Run of Dataflow Times Out

I've got a dataflow that times out whenever I try to run it. The eror message says "Cache file timed out", and it looks to happen somewhere around 10-12M rows. I'm filtering one of the tables to reduce the number of records to process, but the time-out error occurs before it gets to the filter step. Any suggestions?

Comments

  • quinnj
    quinnj Contributor

    Hey @SLamba,

     

    A few things to think about, assuming you are using a MySQL DataFlow:

     

    - Using indexes is absolutely critical to getting good performance with MySQL dataflows; I make it a best practice to write out all the steps/transforms I'll need in my DataFlow and then go back and add an index for each column I'm joining on, using in a where clause, or grouping by.

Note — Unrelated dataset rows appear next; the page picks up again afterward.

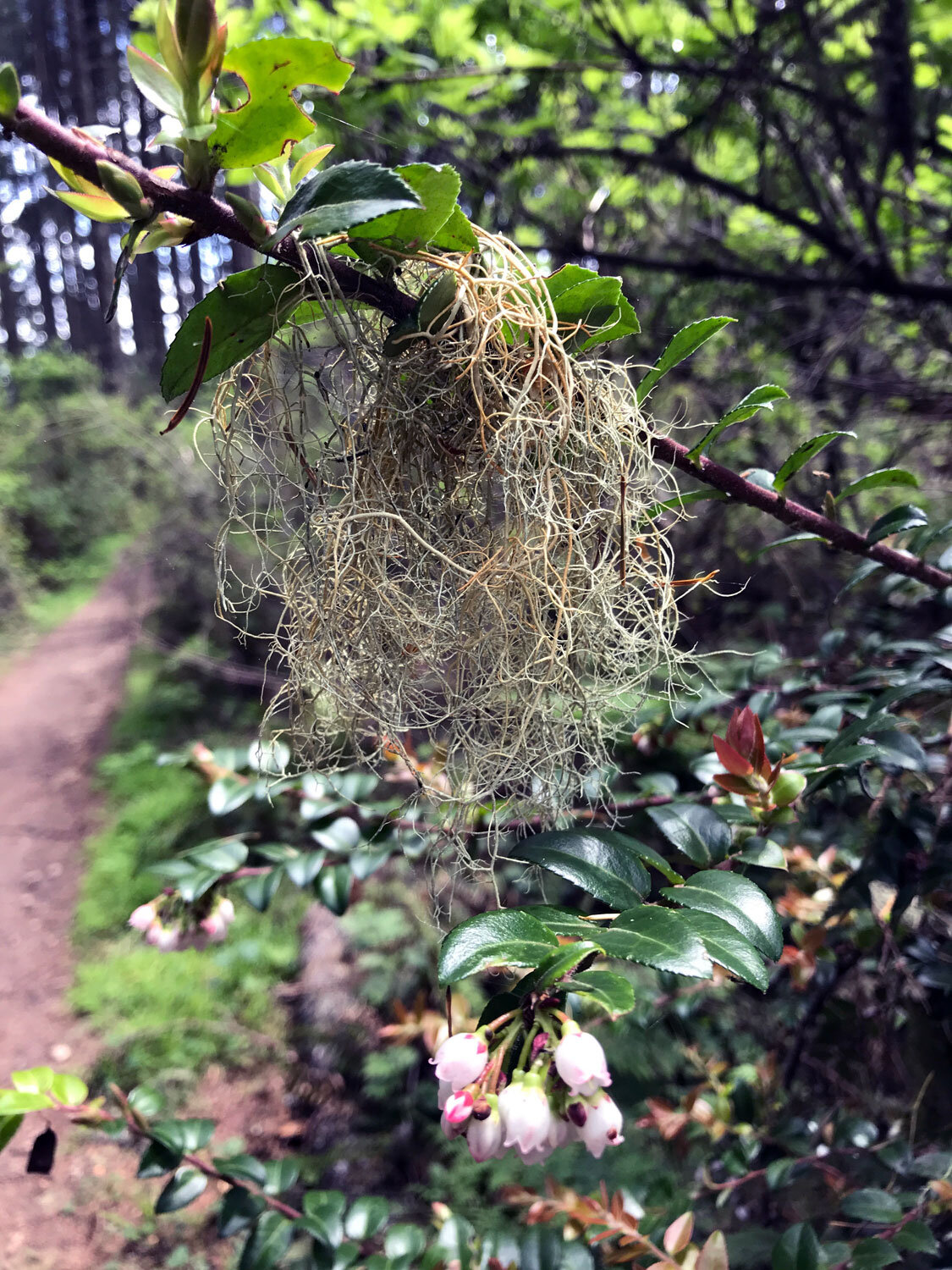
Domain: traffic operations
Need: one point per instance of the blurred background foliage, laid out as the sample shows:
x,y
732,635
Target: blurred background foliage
x,y
784,163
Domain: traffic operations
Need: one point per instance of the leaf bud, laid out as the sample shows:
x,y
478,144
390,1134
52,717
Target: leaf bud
x,y
787,787
124,190
9,91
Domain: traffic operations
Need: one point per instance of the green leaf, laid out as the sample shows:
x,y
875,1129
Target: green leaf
x,y
437,190
244,1168
9,1124
601,861
9,91
758,399
261,889
683,345
35,1080
738,902
581,297
698,832
500,937
802,455
896,521
558,964
658,937
157,1160
324,1212
608,991
267,1244
797,1249
333,888
878,479
338,198
183,1135
729,947
223,855
872,1254
245,310
560,921
69,1090
14,1102
239,1209
154,81
272,69
279,1175
456,234
872,1206
182,1189
366,1217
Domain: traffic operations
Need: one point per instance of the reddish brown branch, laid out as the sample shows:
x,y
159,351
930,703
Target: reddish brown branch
x,y
80,152
797,516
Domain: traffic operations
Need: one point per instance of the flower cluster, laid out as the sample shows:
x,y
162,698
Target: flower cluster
x,y
553,1095
170,932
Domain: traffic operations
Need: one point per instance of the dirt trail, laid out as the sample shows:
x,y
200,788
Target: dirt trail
x,y
56,703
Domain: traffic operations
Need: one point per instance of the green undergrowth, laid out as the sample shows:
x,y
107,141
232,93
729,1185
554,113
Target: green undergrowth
x,y
164,1018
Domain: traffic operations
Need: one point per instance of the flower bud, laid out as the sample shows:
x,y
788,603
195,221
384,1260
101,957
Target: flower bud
x,y
603,1125
527,1117
787,787
581,1061
142,917
461,1059
484,1137
459,1107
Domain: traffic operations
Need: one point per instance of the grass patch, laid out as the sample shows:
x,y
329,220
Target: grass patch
x,y
164,1018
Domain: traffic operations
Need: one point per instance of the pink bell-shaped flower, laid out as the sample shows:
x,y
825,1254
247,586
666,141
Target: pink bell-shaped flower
x,y
527,1117
603,1125
581,1061
485,1137
461,1059
459,1107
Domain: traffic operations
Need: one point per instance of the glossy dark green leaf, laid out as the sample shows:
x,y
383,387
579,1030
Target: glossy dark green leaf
x,y
608,991
906,516
698,832
366,1217
736,901
758,399
185,1185
558,964
683,345
157,1160
324,1211
340,197
239,1209
245,310
729,947
261,889
658,937
333,888
881,478
872,1206
267,1244
183,1135
244,1168
601,861
797,1249
500,937
802,455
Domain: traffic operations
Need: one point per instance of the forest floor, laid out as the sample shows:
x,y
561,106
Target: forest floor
x,y
58,698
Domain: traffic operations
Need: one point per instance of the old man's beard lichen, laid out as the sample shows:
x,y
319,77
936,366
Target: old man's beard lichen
x,y
457,528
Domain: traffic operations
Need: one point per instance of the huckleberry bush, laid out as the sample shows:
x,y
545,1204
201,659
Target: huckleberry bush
x,y
553,1094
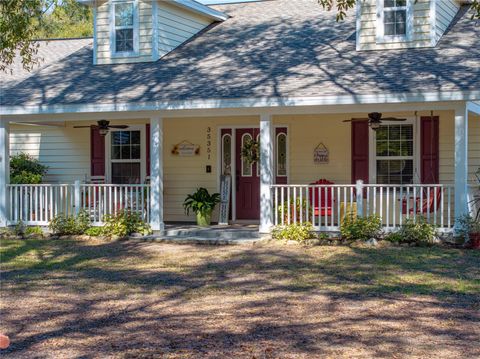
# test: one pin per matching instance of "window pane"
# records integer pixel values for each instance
(116, 152)
(126, 173)
(135, 137)
(135, 152)
(124, 40)
(124, 14)
(227, 155)
(389, 3)
(282, 155)
(389, 29)
(246, 167)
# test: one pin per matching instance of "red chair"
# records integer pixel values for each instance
(323, 201)
(424, 204)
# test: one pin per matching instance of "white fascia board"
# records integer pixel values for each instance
(201, 9)
(473, 107)
(265, 102)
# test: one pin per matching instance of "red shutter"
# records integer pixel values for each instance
(429, 149)
(147, 144)
(360, 151)
(97, 152)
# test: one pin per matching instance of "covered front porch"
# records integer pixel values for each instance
(287, 185)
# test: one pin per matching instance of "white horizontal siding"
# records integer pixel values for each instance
(172, 27)
(65, 150)
(445, 11)
(175, 26)
(421, 32)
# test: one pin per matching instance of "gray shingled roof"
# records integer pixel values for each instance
(278, 48)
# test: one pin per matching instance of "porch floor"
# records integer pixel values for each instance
(215, 234)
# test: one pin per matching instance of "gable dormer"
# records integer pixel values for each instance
(397, 24)
(127, 31)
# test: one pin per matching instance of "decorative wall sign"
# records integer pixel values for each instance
(225, 188)
(320, 154)
(209, 143)
(186, 148)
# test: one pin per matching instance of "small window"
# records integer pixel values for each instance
(124, 27)
(281, 155)
(247, 168)
(395, 18)
(126, 157)
(395, 154)
(226, 154)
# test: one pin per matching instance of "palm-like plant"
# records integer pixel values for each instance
(201, 202)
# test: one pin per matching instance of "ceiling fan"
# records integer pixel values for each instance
(375, 120)
(104, 126)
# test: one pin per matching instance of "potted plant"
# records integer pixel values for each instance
(470, 230)
(202, 204)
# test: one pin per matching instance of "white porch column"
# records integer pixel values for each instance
(461, 161)
(4, 171)
(156, 174)
(266, 172)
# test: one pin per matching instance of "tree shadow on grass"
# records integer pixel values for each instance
(300, 301)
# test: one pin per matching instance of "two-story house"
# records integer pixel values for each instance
(379, 112)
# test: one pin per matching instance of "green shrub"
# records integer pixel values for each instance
(124, 223)
(361, 228)
(414, 231)
(294, 232)
(467, 225)
(34, 230)
(24, 169)
(94, 231)
(70, 225)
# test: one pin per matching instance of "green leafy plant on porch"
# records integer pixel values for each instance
(416, 230)
(361, 228)
(294, 232)
(292, 209)
(24, 169)
(123, 224)
(202, 203)
(66, 225)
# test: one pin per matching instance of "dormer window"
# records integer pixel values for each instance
(124, 30)
(393, 23)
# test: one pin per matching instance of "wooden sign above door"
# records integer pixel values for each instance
(186, 148)
(320, 154)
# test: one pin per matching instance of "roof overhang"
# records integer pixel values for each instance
(191, 5)
(251, 103)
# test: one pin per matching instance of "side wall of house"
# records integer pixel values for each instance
(175, 26)
(162, 27)
(445, 11)
(103, 34)
(67, 151)
(421, 32)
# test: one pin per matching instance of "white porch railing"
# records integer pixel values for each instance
(324, 206)
(38, 204)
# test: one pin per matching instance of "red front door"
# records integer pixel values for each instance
(247, 178)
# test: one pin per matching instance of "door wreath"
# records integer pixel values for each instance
(251, 151)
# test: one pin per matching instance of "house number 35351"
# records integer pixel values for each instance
(209, 143)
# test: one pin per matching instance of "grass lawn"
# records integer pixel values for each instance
(129, 299)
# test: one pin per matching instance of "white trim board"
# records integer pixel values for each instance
(261, 102)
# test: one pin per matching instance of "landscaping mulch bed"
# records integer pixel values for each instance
(124, 299)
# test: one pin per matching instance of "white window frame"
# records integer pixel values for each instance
(372, 155)
(143, 153)
(223, 168)
(276, 154)
(381, 37)
(113, 29)
(242, 162)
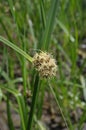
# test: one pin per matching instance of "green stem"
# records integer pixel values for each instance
(34, 99)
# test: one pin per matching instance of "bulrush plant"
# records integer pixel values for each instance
(45, 64)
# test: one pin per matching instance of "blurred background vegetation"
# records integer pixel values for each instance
(23, 22)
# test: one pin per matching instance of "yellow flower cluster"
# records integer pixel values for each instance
(45, 64)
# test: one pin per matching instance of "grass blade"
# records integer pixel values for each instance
(17, 49)
(49, 24)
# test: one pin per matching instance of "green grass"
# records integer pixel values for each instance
(55, 26)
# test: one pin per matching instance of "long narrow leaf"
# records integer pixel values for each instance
(49, 24)
(17, 49)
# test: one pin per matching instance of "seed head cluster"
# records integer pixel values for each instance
(45, 64)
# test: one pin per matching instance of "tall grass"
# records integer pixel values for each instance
(54, 26)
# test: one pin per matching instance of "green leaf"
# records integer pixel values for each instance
(17, 49)
(49, 24)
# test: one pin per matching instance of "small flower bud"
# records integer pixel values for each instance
(45, 64)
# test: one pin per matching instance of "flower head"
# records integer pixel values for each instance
(45, 64)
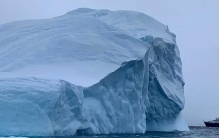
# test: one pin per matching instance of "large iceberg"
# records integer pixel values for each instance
(90, 72)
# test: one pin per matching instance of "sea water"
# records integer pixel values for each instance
(195, 132)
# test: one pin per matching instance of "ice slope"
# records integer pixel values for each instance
(25, 104)
(82, 37)
(141, 95)
(123, 68)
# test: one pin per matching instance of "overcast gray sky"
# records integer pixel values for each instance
(195, 23)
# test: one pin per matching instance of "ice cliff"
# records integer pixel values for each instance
(119, 71)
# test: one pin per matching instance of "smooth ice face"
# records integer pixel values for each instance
(25, 105)
(121, 73)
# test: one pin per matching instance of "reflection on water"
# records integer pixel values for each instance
(195, 132)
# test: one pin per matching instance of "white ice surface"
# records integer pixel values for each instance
(83, 47)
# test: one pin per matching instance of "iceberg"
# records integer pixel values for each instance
(90, 72)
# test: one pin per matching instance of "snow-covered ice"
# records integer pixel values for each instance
(90, 71)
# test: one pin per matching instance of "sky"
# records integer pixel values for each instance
(195, 23)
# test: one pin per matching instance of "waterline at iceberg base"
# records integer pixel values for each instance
(143, 90)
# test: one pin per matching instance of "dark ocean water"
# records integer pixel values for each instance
(195, 132)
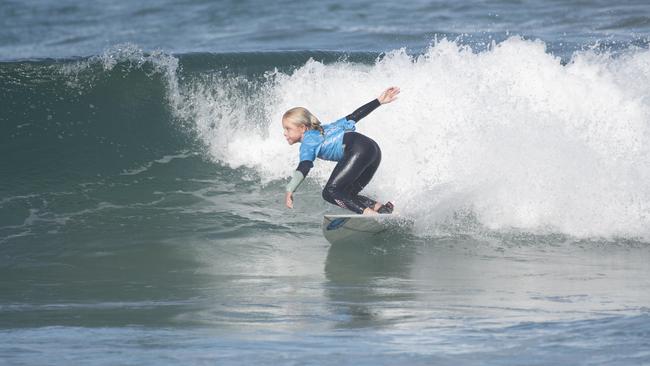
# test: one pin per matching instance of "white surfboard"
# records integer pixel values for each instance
(349, 228)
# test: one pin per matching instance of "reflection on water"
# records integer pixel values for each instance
(449, 281)
(368, 283)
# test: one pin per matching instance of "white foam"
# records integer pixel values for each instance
(509, 134)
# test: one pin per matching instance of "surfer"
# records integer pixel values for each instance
(358, 156)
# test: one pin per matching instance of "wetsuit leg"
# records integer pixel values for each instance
(360, 161)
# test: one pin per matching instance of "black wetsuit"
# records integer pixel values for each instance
(361, 158)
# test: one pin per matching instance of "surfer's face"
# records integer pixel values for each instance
(293, 132)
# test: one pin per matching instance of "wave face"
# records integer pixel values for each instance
(510, 138)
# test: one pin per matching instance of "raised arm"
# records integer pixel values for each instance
(387, 96)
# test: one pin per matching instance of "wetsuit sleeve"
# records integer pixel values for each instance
(299, 175)
(363, 111)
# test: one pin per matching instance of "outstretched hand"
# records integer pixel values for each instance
(288, 200)
(388, 95)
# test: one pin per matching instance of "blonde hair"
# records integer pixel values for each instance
(302, 116)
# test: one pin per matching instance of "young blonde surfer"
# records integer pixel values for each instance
(358, 156)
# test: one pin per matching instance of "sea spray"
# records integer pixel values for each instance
(510, 134)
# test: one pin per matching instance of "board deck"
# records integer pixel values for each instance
(338, 228)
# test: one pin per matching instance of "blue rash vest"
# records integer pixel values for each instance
(329, 146)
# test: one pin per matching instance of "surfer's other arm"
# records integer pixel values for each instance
(386, 96)
(297, 177)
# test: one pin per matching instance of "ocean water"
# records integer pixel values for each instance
(142, 170)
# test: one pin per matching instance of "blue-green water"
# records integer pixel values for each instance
(143, 169)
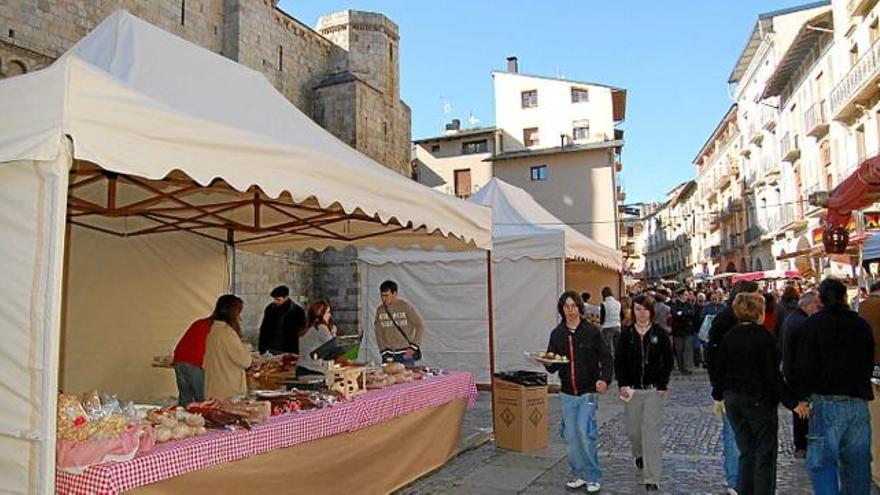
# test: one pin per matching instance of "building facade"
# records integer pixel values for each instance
(457, 162)
(556, 138)
(344, 74)
(669, 231)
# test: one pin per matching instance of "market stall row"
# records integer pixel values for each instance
(178, 458)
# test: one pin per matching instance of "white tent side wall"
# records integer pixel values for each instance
(129, 299)
(450, 292)
(33, 199)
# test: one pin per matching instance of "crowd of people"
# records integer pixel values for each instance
(805, 347)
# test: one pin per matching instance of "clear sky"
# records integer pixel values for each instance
(673, 57)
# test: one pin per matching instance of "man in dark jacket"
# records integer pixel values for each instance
(683, 318)
(587, 373)
(834, 367)
(721, 324)
(792, 333)
(283, 321)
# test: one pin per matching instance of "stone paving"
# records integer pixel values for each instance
(691, 452)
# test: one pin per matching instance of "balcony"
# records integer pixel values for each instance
(768, 118)
(789, 147)
(730, 209)
(756, 135)
(859, 7)
(754, 233)
(816, 120)
(855, 87)
(744, 148)
(808, 193)
(712, 252)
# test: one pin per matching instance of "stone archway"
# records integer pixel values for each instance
(14, 68)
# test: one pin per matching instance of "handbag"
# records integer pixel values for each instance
(705, 327)
(390, 354)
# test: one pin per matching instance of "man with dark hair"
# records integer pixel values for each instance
(721, 324)
(833, 368)
(399, 327)
(683, 330)
(869, 309)
(283, 321)
(584, 376)
(792, 334)
(610, 318)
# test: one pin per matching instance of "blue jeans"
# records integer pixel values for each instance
(580, 431)
(190, 383)
(731, 453)
(839, 445)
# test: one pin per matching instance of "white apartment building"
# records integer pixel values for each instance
(802, 85)
(558, 140)
(767, 198)
(719, 240)
(456, 162)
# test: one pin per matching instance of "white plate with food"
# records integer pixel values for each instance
(271, 394)
(547, 357)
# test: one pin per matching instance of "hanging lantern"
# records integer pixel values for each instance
(835, 239)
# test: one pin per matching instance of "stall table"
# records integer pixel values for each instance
(342, 448)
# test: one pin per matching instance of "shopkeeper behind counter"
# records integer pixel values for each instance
(226, 359)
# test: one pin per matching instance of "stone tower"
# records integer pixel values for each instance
(366, 71)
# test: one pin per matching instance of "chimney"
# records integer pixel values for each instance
(512, 65)
(453, 127)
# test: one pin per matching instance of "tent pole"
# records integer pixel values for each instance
(491, 315)
(230, 243)
(491, 332)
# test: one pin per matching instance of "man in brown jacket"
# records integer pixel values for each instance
(399, 327)
(869, 309)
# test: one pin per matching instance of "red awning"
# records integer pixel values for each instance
(857, 191)
(767, 275)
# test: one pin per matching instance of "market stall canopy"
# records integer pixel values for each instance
(170, 136)
(765, 275)
(523, 228)
(871, 248)
(860, 189)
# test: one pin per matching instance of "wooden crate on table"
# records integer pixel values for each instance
(347, 380)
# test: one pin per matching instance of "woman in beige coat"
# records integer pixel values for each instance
(225, 357)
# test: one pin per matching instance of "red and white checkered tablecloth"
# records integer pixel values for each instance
(218, 447)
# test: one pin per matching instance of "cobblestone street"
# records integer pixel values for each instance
(691, 452)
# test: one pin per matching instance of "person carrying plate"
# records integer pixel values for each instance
(585, 376)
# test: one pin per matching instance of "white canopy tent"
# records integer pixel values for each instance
(126, 169)
(532, 255)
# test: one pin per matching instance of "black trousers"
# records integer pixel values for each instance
(756, 426)
(800, 428)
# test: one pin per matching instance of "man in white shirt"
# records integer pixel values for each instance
(609, 319)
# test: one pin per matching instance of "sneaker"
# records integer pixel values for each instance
(576, 483)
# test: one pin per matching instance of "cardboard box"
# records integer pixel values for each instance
(520, 416)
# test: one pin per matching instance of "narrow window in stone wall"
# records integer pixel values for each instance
(529, 98)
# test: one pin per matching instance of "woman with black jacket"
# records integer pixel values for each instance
(747, 378)
(642, 362)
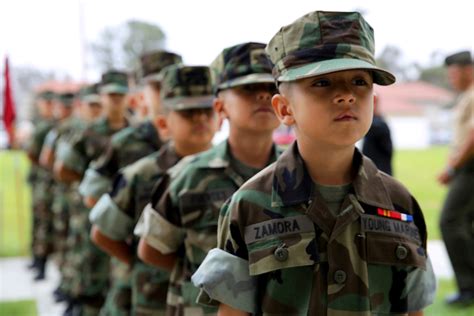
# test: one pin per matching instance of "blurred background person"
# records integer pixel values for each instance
(457, 215)
(377, 143)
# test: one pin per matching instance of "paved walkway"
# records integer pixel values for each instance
(16, 281)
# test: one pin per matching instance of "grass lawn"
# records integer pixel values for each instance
(18, 308)
(15, 216)
(439, 308)
(418, 169)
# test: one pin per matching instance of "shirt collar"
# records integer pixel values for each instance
(292, 183)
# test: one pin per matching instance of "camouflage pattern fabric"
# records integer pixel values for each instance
(277, 234)
(153, 62)
(117, 215)
(65, 197)
(242, 64)
(185, 220)
(186, 87)
(125, 147)
(114, 81)
(41, 181)
(322, 42)
(87, 265)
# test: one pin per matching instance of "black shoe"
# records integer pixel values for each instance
(40, 276)
(463, 298)
(60, 296)
(41, 269)
(69, 309)
(33, 264)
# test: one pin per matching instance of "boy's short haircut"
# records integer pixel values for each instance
(114, 81)
(152, 63)
(186, 87)
(324, 42)
(241, 64)
(463, 58)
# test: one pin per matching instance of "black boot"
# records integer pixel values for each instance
(33, 264)
(41, 269)
(59, 295)
(70, 307)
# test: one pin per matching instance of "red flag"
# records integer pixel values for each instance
(8, 105)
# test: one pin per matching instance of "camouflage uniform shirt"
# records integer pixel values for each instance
(282, 252)
(184, 220)
(125, 147)
(117, 213)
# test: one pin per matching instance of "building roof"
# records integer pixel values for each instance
(411, 98)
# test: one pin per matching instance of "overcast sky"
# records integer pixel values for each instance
(46, 33)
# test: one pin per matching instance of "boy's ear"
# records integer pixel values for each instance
(281, 106)
(218, 105)
(161, 124)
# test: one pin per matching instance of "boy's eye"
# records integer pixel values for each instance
(359, 82)
(321, 83)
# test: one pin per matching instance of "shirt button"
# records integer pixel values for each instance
(340, 276)
(401, 252)
(281, 253)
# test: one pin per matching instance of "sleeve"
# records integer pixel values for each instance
(73, 154)
(111, 221)
(158, 232)
(94, 184)
(224, 275)
(155, 226)
(107, 164)
(51, 140)
(421, 287)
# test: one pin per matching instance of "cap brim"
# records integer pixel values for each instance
(187, 103)
(381, 76)
(91, 98)
(157, 77)
(248, 79)
(113, 88)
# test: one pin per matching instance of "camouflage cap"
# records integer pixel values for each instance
(90, 93)
(65, 98)
(460, 58)
(46, 95)
(114, 81)
(153, 62)
(242, 64)
(186, 87)
(323, 42)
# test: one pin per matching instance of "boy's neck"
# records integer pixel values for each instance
(116, 120)
(183, 150)
(251, 149)
(328, 166)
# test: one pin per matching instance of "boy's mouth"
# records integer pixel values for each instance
(345, 117)
(268, 109)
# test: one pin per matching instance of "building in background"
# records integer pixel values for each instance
(418, 113)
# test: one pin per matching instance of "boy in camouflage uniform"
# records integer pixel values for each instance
(62, 111)
(321, 231)
(190, 122)
(41, 182)
(126, 147)
(183, 222)
(134, 142)
(88, 267)
(86, 109)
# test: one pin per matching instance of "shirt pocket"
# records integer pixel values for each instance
(393, 242)
(281, 243)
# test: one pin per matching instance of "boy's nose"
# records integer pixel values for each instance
(264, 95)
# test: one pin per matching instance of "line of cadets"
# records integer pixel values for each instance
(152, 195)
(103, 169)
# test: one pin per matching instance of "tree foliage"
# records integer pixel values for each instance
(120, 47)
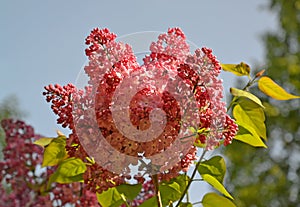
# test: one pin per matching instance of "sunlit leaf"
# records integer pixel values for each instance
(215, 200)
(43, 142)
(215, 166)
(116, 196)
(272, 89)
(70, 170)
(110, 198)
(237, 69)
(130, 191)
(248, 113)
(172, 190)
(249, 136)
(54, 152)
(238, 92)
(216, 184)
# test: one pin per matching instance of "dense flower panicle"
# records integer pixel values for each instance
(97, 38)
(61, 100)
(110, 64)
(19, 172)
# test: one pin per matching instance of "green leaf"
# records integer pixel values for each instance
(249, 136)
(70, 170)
(110, 198)
(215, 167)
(130, 191)
(172, 190)
(117, 195)
(238, 92)
(272, 89)
(215, 200)
(55, 151)
(250, 115)
(216, 184)
(237, 69)
(43, 142)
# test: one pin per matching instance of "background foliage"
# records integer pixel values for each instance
(270, 177)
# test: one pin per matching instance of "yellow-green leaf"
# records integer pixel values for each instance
(54, 152)
(272, 89)
(70, 170)
(248, 113)
(238, 92)
(215, 200)
(216, 184)
(249, 136)
(237, 69)
(43, 142)
(215, 166)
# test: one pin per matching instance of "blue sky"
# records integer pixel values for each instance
(42, 42)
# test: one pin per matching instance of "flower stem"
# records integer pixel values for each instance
(157, 192)
(191, 179)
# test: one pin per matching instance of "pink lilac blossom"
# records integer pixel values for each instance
(110, 63)
(24, 185)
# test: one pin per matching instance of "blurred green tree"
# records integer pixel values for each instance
(271, 177)
(9, 108)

Particularly on datasets larger than about 5 million rows, this is essential.

     

    - It may be the case that the DataFlow is timing out just loading the data into MySQL; in this case, I would reach out to Domo Support (or your Domo implementation consultant) to have them see if the DataFlow load timeout can be increased.

     

    - Depending on what kind of specific transforms you're doing to the data, you may also consider using a Magic ETL flow instead. It involves a different processing model that can sometimes handle larger data manipulations better than a SQL-based DataFlow.

     

    - If nothing else seems to be helping, reach out to Domo Support about getting access to our Redshift DataFlow engine. In certain cases, this can be turned on to provide additional processing power for complex ETL solutions.